The Rainmaker of the Boston Ballet Is Leaving
Two weeks after launching its 50th anniversary season, Boston Ballet announced that executive director Barry Hughson will leave in January to become the executive director of the National Ballet of Canada, citing personal reasons including his wife’s career.
Boston Ballet’s artistic director Mikko Nissinen told the Globe on Friday that Hughson’s exit “came as a surprise.” Hughson joined just when the company seemed poised to collapse: From March 2008 until Hughson’s arrival in June 2009, Nissinen slogged through 16-hour days as both artistic and executive director of a company that had lost its home at the Wang Theater and dove $8 million into debt.
Then came the turnaround. During his tenure, Hughson led the $10 Clean Slate Fund, which cleared the company’s structural deficit and financed both a $3 million renovation to its South End studio and international tours. He leaves the fourth-largest ballet troupe in the country debt-free and in the midst of its most heralded season to date—full of tours to London, Washington, D.C., and New York City—and world premieres in Boston. By these measures, it’s high time to go out on top.
When I met with Hughson for a story on the company’s artistic and financial turnaround in this month’s Boston magazine, the Connecticut native seemed in no rush to leave. When Boston Ballet recruited him in 2009, he was executive director of Atlanta Ballet, leading the largest capital campaign in its history, and living in a recently purchased home with his wife, who was pregnant with their second child. “There wasn’t much incentive to leave. There’s probably no place on earth that I would have moved to other than Boston,” he said at the time.

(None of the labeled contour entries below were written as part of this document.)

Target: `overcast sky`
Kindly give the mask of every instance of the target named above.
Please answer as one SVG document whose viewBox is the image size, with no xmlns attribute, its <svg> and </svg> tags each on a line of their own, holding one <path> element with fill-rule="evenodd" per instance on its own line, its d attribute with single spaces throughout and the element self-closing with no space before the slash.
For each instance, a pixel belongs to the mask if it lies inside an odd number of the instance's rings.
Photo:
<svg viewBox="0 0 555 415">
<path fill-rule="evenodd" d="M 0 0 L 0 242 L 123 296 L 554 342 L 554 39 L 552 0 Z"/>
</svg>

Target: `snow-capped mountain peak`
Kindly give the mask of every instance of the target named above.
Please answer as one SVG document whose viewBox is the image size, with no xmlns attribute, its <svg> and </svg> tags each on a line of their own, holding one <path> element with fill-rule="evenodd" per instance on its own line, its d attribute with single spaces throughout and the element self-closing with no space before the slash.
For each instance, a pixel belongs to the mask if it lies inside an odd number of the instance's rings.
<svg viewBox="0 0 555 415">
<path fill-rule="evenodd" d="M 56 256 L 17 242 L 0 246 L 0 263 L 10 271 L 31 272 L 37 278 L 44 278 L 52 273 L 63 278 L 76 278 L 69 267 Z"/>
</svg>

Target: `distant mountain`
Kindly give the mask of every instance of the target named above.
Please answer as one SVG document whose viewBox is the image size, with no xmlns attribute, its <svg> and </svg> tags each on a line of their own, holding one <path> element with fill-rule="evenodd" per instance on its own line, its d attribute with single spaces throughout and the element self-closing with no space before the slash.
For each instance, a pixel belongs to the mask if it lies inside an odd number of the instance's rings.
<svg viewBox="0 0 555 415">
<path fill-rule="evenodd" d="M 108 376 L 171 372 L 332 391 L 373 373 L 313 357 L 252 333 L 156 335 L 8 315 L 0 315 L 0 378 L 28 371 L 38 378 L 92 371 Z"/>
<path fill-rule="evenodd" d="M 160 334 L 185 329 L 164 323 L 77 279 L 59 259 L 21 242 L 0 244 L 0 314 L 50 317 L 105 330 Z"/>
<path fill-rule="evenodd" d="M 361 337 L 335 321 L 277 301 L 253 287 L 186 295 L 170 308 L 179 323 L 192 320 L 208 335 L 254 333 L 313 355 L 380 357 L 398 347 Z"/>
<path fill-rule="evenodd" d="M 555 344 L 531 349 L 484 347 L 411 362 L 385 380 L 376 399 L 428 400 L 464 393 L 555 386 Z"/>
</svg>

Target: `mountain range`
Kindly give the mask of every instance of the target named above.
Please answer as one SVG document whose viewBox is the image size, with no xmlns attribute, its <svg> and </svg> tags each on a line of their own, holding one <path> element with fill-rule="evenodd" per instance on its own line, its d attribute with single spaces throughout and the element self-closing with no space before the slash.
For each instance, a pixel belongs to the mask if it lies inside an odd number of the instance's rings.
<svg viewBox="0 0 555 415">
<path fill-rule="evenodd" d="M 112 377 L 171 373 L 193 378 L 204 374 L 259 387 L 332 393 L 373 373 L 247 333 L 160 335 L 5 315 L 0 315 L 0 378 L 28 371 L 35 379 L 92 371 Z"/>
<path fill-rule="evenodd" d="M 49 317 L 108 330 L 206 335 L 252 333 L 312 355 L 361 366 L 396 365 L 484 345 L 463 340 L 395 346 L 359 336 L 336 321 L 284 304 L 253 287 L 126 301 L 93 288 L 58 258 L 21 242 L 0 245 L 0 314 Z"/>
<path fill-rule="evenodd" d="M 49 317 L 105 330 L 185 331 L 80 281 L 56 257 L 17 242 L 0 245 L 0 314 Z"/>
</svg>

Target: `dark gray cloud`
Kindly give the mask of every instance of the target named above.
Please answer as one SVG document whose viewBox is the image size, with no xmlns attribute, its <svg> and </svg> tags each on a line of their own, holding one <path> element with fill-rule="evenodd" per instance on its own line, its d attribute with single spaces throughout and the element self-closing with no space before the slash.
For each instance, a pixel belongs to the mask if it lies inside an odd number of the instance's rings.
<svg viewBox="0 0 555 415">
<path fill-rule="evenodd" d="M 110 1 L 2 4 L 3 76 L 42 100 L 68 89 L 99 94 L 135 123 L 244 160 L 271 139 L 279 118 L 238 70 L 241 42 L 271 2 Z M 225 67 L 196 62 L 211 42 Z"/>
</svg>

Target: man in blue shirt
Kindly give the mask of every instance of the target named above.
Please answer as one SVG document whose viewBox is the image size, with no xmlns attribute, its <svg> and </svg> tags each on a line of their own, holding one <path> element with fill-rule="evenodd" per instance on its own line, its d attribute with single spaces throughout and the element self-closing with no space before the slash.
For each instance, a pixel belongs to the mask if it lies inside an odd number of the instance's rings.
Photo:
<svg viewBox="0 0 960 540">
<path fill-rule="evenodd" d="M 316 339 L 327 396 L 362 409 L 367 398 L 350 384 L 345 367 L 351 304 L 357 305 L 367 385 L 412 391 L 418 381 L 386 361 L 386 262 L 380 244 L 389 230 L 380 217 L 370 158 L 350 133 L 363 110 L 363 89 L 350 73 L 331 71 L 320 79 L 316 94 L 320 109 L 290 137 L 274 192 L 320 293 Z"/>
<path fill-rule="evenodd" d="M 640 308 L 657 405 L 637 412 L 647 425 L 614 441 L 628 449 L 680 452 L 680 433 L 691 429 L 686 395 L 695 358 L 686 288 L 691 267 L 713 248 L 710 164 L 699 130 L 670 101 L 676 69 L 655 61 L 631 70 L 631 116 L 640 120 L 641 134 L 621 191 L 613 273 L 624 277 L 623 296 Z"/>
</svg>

“The opportunity to step in at a time when the company was emerging from challenges and to really be part of the leadership team that could take it forward was clearly irresistible,” he continued.
He leaves the company in superb standing, but was there nothing left to achieve in Boston?
Compared with other departures in Boston Ballet’s history, Hughson’s is hardly scandalous or alarming. In 2000, would-be artistic director Maina Gielgud quit before even arriving to the city, citing arguments with the administration, which never presented her a final budget. Hughson’s predecessor, Valerie Wilder, left at the onset of the recession, just as the company agreed to cut 20 percent of its dancers.
But Hughson’s exit still casts uncertainty on the company. His announcement came a day after the 70-year-old New York City Opera filed for bankruptcy, another reminder of the arts’ fragility today. Boston Ballet’s endowment now stands at $10 million, “which, on a $30 million budget, is now an endowment,” Hughson told me. He and Nissinen were in the beginning planning stages of a massive campaign to strengthen the endowment, so that, in Hughson’s words, “the company will thrive long after we’re both gone.”
Nissinen, whose contract expires next year, told the Globe he’ll look “everywhere but Mars” for a successor, which he hopes to name between March and July 2014. If Nissinen wants to find a rainmaker to meet his and Hughson’s vision of a secure top international company, he may just need a spaceship.